Türkiye ile Almanya arasında hiçbir gümrük duvarı olmadığını hatırlatan Gül, Alman ürünlerinin gümrüksüz bir şekilde Türkiye'ye girebildiğini, AB'ye üye diğer ülkeler için de bunun geçerli olduğunu dile getirdi.

"Cesaretimiz var, biz bu rekabete girdik ve bu rekabeti yapıyoruz. Bunun ötesinde daha nasıl özel bir ilişki olur, orası biraz zor" diyen Gül, ilkeli hareket edilmesi ve müzakere sürecine fırsat verilmesi gerektiğini söyledi.

Cumhurbaşkanı Gül, "Müzakere sürecini bitirdikten sonra günün şartlarına bakılır, eğer istenmiyorsa, Türkiye'nin bir yük olduğu düşünülüyorsa biz o zaman üye olmamayı memnuniyetle karşılarız. Ancak bugün bu stratejik yönelişimizden kesinlikle vazgeçmek niyetinde değiliz" dedi.
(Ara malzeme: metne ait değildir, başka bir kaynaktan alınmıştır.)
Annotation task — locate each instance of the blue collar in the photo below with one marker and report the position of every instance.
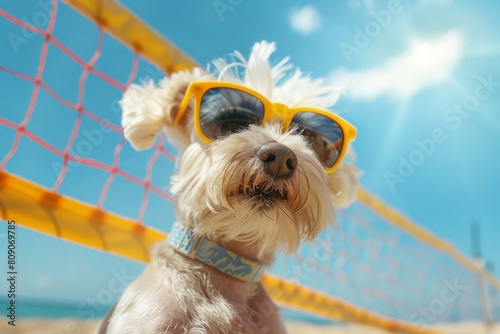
(183, 239)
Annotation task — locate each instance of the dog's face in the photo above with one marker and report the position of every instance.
(259, 184)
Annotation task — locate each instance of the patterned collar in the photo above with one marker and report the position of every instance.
(183, 239)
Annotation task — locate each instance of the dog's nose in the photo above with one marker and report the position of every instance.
(278, 160)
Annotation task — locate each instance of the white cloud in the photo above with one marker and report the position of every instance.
(305, 20)
(424, 63)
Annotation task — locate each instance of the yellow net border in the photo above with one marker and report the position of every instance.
(50, 213)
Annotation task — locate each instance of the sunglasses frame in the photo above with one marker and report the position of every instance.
(196, 90)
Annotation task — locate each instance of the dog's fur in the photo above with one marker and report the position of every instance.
(176, 294)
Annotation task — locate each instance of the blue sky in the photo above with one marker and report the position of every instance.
(422, 85)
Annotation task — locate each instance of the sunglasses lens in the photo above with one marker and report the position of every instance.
(324, 134)
(224, 111)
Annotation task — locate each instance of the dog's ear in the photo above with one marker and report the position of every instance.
(150, 108)
(344, 182)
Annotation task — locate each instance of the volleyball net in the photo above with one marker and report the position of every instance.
(66, 171)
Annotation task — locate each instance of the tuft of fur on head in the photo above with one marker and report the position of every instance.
(219, 185)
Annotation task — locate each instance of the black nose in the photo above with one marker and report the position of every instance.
(277, 160)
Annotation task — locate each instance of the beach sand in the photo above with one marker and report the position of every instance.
(76, 326)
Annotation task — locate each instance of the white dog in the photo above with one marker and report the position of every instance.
(260, 172)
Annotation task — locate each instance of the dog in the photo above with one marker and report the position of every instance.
(261, 170)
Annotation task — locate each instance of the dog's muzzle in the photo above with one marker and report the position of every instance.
(277, 160)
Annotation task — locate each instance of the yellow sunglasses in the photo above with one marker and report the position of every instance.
(223, 108)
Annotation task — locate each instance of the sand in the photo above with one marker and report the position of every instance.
(69, 326)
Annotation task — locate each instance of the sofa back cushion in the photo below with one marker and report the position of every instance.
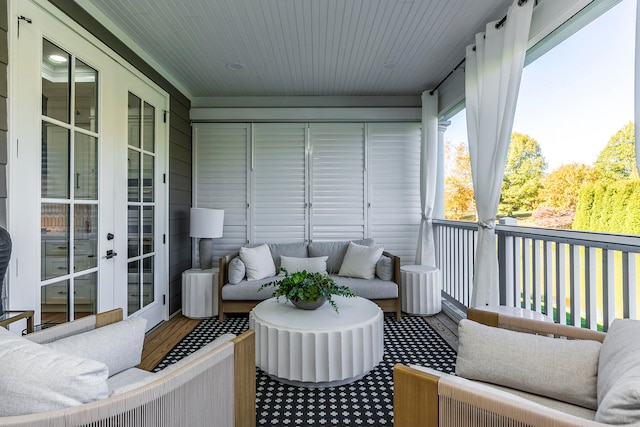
(310, 264)
(565, 370)
(360, 261)
(118, 345)
(619, 374)
(35, 378)
(257, 261)
(335, 252)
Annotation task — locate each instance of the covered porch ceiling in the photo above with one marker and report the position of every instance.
(230, 48)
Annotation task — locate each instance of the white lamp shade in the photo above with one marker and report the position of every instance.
(206, 223)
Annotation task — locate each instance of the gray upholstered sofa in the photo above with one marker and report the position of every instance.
(513, 371)
(239, 294)
(83, 373)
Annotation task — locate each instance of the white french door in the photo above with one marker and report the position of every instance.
(87, 202)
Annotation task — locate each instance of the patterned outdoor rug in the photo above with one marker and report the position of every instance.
(368, 401)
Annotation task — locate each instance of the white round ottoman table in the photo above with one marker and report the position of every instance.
(318, 348)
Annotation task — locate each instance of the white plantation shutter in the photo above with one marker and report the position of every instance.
(278, 183)
(394, 186)
(220, 153)
(337, 181)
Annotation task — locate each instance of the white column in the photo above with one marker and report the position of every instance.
(438, 207)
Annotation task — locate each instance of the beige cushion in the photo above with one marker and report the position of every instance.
(360, 261)
(118, 345)
(35, 378)
(561, 369)
(619, 374)
(311, 265)
(257, 262)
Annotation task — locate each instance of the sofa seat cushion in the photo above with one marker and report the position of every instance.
(125, 378)
(35, 378)
(370, 289)
(562, 369)
(118, 345)
(249, 290)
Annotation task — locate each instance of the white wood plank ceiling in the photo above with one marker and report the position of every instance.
(303, 47)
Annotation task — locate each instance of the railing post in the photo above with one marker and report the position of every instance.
(503, 259)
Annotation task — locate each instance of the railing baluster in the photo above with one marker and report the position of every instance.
(625, 284)
(526, 278)
(608, 288)
(561, 308)
(548, 278)
(537, 286)
(590, 283)
(575, 285)
(632, 291)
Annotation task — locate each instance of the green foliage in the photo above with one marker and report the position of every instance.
(617, 160)
(458, 184)
(561, 187)
(523, 174)
(612, 207)
(308, 287)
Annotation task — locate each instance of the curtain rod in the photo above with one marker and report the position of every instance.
(499, 24)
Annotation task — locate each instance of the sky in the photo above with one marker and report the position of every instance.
(574, 98)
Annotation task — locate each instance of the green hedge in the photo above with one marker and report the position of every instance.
(609, 207)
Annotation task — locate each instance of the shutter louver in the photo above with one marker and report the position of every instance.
(394, 186)
(337, 181)
(279, 213)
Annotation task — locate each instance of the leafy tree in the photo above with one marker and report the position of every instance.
(458, 184)
(522, 175)
(561, 187)
(617, 159)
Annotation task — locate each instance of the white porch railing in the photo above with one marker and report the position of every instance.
(579, 278)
Cumhurbaşkanı Gül, Alman gazetecinin, "Göç politikasını eleştirdiniz, en çok neden rahatsızlık duyuyorsunuz?" sorusu üzerine, Almanya'da yaşayan 3 milyon Türk vatandaşından 1 milyonunun aynı zamanda Alman vatandaşı olduğunu, diğerlerinin de Türk vatandaşlığı bulunduğunu hatırlatarak, en büyük sorunun da gidiş gelişlerde yaşandığını belirtti.

Gül, sözlerini şöyle sürdürdü:

"Özellikle vize konusunda çok büyük sıkıntılar yaşandığını görüyorum. Öyle ki; Türk iş adamları fuarlara mallarını gönderiyorlar ama fuarlara biz gidemiyoruz diyorlar; bilim adamları konferanslara davet ediliyorlar, vize alamıyorlar, gelemiyorlar; konser ilan ediliyor ama vizeler çıkmadığı için bu konserler iptal ediliyor. Bir de evlilikle ilgili konular var. İnsanların kiminle evleneceği, çok insani bir konu. Evlenilecek insanın Almancayı bilme şartı olması, bu da birazcık yaralayıcı."